At my first debriefing after my return to the U.S., I faithfully recounted my conversation with Boris in its entirety. I had kept a detailed daily diary. It was then that security determined that Hart's book as well as my diary were at least Secret because I had effectively confirmed that elements of Hart's book were fact! The problem was compounded, they said, because I admitted the well-known fact, even stated openly in the press by former President Lyndon B. Johnson, that the U.S. indeed had photoreconnaisance satellites good enough to "see Soviet rockets." The entire transcript of that unclassified conversation and my diary were stamped "SECRET" in big red letters!

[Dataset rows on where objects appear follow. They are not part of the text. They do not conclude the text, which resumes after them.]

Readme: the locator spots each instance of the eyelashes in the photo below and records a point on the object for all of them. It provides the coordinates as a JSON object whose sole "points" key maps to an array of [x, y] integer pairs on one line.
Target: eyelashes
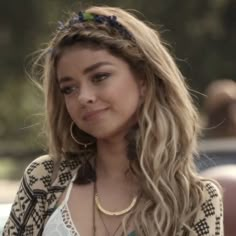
{"points": [[68, 90], [96, 79]]}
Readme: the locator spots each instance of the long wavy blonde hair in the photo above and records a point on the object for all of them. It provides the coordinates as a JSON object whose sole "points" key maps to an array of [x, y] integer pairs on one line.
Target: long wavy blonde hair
{"points": [[168, 124]]}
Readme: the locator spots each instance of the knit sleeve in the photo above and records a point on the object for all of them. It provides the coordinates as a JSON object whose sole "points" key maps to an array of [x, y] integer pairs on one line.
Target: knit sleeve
{"points": [[29, 203], [209, 220]]}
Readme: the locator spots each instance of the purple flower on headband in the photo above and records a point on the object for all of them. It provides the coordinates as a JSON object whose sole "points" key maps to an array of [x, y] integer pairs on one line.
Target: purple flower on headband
{"points": [[101, 19]]}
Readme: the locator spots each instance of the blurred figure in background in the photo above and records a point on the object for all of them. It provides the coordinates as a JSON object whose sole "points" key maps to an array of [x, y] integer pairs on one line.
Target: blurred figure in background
{"points": [[220, 108], [219, 144], [218, 149]]}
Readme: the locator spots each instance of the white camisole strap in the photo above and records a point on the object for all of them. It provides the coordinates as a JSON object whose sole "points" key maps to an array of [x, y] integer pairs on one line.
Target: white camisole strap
{"points": [[60, 222]]}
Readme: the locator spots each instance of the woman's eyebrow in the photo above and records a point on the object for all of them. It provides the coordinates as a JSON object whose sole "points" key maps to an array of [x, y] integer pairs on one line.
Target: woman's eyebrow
{"points": [[87, 70], [95, 66]]}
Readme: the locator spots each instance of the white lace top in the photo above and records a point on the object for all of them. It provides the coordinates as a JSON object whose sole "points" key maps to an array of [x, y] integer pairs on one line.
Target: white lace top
{"points": [[60, 222]]}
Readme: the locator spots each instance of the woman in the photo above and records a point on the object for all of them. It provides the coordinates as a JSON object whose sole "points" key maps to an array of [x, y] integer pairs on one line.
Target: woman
{"points": [[122, 133]]}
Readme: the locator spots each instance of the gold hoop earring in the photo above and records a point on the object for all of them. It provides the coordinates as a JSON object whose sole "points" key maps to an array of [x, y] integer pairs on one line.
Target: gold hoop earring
{"points": [[73, 137]]}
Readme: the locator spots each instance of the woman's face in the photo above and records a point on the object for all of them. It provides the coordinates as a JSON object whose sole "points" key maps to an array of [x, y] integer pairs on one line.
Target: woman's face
{"points": [[101, 92]]}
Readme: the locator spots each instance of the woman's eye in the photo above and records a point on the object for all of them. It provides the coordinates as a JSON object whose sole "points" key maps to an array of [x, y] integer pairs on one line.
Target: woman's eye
{"points": [[99, 77], [68, 90]]}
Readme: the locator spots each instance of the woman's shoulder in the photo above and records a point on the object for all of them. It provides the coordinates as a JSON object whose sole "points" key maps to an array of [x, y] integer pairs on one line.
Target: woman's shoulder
{"points": [[39, 173], [209, 219]]}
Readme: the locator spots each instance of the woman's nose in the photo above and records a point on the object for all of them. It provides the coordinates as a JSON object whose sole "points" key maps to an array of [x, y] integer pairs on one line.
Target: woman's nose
{"points": [[86, 96]]}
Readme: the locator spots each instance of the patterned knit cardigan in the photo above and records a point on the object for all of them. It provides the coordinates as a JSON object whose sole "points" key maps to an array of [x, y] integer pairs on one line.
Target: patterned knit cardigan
{"points": [[37, 197]]}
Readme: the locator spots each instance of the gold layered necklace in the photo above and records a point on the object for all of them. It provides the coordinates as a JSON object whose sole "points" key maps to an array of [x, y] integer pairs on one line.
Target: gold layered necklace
{"points": [[100, 209], [115, 213]]}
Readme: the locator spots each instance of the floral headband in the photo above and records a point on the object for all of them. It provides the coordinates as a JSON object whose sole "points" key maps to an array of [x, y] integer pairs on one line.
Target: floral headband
{"points": [[99, 19]]}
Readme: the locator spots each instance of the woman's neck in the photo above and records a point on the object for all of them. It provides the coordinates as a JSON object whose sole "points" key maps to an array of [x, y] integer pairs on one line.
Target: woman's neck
{"points": [[112, 159]]}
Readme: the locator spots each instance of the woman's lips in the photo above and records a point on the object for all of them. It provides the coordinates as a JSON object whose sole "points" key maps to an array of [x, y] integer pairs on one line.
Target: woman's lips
{"points": [[92, 114]]}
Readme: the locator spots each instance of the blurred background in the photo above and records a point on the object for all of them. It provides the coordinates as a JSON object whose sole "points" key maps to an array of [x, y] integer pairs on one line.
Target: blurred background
{"points": [[201, 34]]}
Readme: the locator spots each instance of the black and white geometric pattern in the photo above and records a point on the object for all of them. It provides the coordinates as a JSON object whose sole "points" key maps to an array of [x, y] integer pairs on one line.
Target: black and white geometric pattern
{"points": [[37, 197]]}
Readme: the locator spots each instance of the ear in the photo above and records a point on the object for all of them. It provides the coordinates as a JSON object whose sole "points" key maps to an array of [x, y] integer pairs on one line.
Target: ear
{"points": [[142, 87]]}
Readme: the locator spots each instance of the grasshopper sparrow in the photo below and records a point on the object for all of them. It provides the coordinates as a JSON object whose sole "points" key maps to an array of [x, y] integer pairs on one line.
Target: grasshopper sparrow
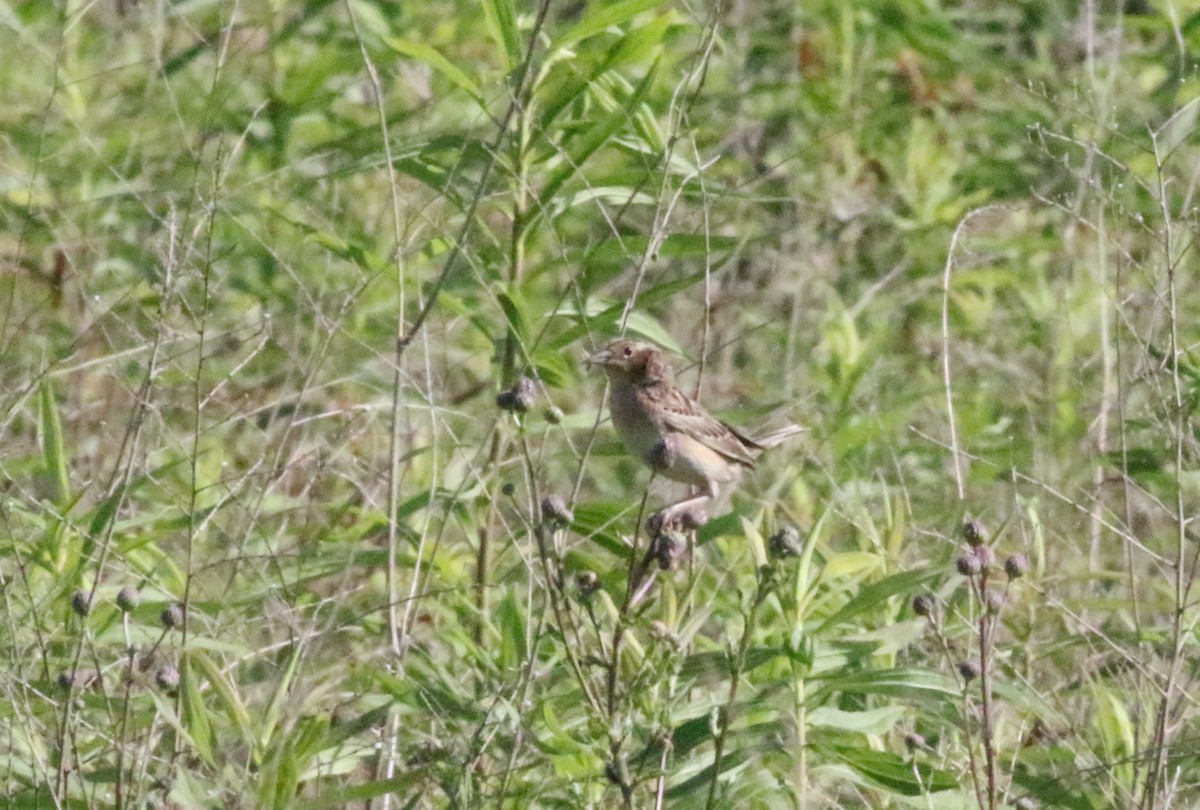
{"points": [[669, 431]]}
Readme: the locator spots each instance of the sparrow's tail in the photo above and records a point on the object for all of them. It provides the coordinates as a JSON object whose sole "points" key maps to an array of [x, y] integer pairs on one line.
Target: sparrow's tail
{"points": [[777, 437]]}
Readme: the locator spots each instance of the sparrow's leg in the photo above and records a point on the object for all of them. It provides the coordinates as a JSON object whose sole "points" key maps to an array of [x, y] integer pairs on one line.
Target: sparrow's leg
{"points": [[687, 514]]}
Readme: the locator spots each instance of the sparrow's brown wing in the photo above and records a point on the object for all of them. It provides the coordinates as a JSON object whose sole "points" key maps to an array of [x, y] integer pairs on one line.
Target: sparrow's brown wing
{"points": [[682, 414]]}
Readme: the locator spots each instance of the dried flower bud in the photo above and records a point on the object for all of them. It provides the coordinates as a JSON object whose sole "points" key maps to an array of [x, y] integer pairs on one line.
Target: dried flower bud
{"points": [[519, 399], [923, 605], [985, 556], [973, 532], [587, 582], [1017, 567], [969, 564], [553, 510], [81, 603], [172, 616], [785, 543], [667, 547], [167, 678], [129, 598]]}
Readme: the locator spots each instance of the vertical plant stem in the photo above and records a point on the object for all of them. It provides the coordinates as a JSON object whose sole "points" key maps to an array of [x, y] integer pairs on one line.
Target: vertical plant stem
{"points": [[725, 717]]}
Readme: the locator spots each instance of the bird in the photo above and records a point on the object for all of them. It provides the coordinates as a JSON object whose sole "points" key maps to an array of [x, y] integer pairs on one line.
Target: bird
{"points": [[671, 432]]}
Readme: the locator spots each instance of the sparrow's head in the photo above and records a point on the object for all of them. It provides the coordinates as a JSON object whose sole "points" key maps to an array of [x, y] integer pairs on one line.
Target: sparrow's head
{"points": [[633, 361]]}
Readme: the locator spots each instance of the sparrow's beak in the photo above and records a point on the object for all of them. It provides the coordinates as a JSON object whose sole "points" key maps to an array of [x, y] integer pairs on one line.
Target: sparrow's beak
{"points": [[600, 358]]}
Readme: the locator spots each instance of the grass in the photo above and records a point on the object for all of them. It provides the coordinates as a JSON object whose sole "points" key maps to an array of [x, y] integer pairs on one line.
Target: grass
{"points": [[270, 270]]}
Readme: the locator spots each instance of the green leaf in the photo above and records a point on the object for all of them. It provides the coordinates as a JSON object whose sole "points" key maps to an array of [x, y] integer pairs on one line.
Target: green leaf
{"points": [[49, 432], [501, 21], [513, 631], [873, 721], [891, 771], [435, 59], [597, 137], [1176, 129], [605, 17], [880, 592], [195, 714]]}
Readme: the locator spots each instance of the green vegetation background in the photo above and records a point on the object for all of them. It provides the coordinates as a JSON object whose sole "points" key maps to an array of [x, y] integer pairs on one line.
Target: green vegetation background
{"points": [[267, 539]]}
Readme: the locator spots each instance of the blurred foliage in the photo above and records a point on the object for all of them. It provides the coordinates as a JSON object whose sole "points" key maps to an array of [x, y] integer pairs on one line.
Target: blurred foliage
{"points": [[267, 267]]}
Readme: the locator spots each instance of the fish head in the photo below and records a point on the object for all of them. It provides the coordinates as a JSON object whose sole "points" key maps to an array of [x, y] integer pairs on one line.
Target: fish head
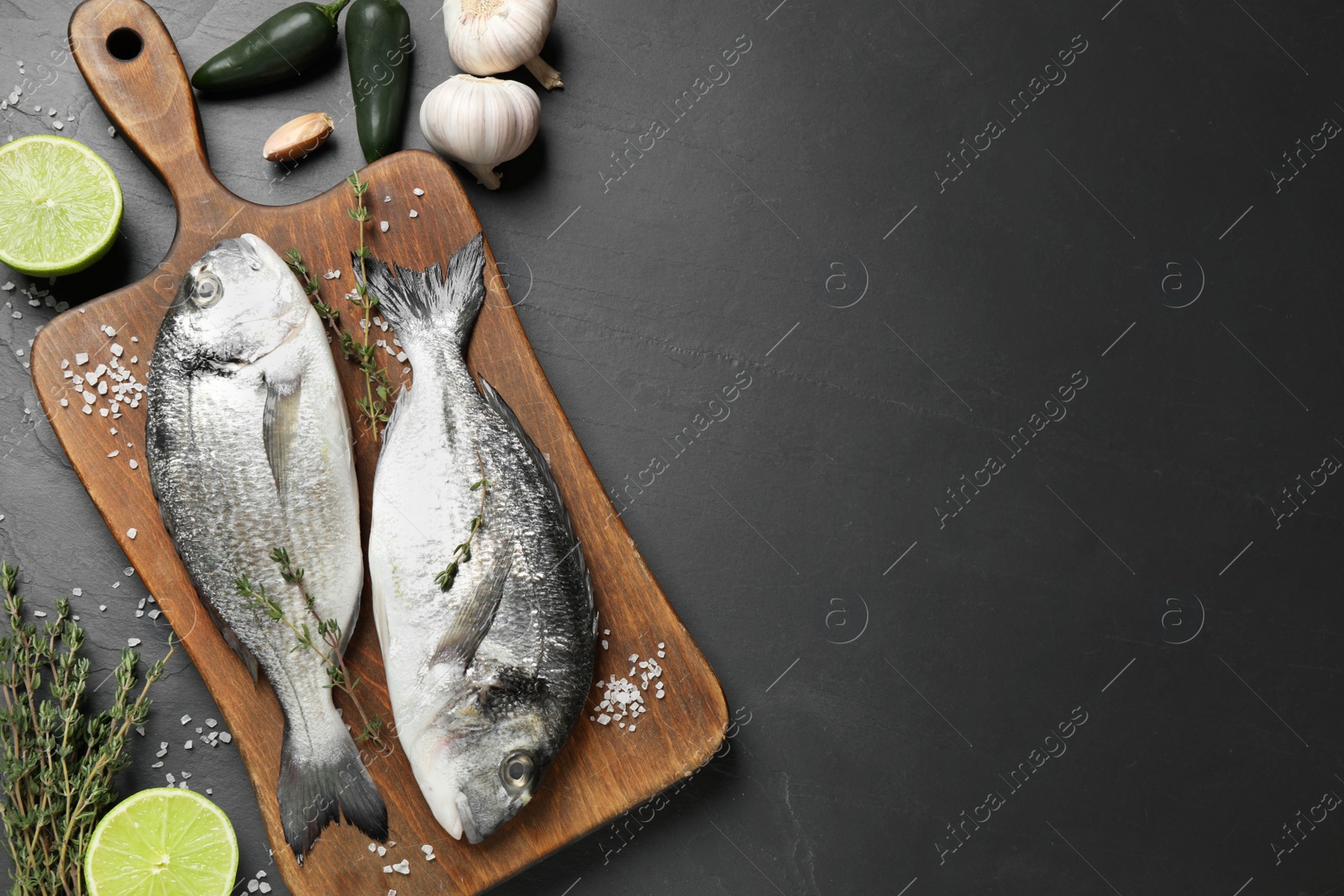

That conversation with Boris, unfortunately, also began my career-ending downward spiral with security. Over the next six years, CIA leveled several charges against me for revealing classified information to Russian agents, spying for the Russians and acting as a mole for the Federation of American
Scientists! Ultimately, all chagres were dropped, but my career already had been ruined.
While we may not always agree what things should be classified, we don't make the rules. The reasons unclassified information or many publications become classified under certain conditions may vary a little from time to time. This is particularly true when open source and unclassified information might be confirmed through classified sources when it was originally no more than speculation, a wild guess, or even a well known fact.